Thank you.
Thank you to the witnesses.
I want to reiterate how disappointing it is that this meeting isn't being publicly broadcast. We have some of the leaders in the anti-poverty movement in Canada appearing today, coming forward with very passionate presentations. This is really what this study is all about, and it's disappointing that it's not more widely seen.
Having said that, I want to thank you for coming. Groups like the CCPA have been a big part of our social policy landscape in Canada for a long time, and Make Poverty History, of course, both domestically and a quick tip of the hat to the work internationally. We'll keep the pressure on John McKay's bill on corporate social responsibility. You'll help us with that one, I hope. And of course there's Canada Without Poverty.
I want to go to the issue of taxes. You mentioned, Mr. Howlett, in your presentation about the 2006 tax cuts in the first budget of the Conservative government, how they don't necessarily assist those most in need. We had a budget in 2009 that was billed as a budget to provide stimulus and to particularly assist those who need help the most. According to the Caledon Institute, if somebody has $150,000 in income, which is most of the people around this table, a two-earner couple with two kids gets $483 in savings and a single parent with one child gets nothing out of this budget. So we still don't seem to quite be there. We're not getting it.

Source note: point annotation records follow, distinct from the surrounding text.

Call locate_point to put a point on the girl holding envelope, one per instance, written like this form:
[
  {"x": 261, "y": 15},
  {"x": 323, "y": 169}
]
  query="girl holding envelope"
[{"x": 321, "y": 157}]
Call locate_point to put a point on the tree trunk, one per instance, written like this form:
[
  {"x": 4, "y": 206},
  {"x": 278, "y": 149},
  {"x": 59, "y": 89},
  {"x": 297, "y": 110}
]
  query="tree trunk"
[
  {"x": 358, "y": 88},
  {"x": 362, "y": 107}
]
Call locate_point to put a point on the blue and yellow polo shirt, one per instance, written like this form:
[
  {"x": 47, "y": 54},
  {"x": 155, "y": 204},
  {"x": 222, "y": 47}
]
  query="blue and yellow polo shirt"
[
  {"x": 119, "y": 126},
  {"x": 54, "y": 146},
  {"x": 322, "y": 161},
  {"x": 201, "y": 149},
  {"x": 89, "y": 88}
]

Sometimes you hear about people saying you reduced taxes. I used to hear, not so much recently, fortunately, from the Conservative side that reducing the GST was this great thing for poor people because they don't pay other taxes. But we have mechanisms. We have the GST rebate, which I think the CCPA had suggested doubling, as opposed to tax cuts that are widely spread out and assist people who make more money or certainly assist them equally. So you have that measure. You have the child tax benefit, to which you've referred. You've talked about the importance of that versus the child tax credit.
I want to get a comment from each of you about the idea that combatting poverty is complicated. It seems to me that a lot of mechanisms exist right now that just need to be fixed. They don't need to be reinvented. EI is one of them, the child tax benefit, the GIS. Do you agree with me that we have the mechanisms in Canada, and if we really wanted to combat poverty right now, a large part of that infrastructure exists, it just needs to be enabled?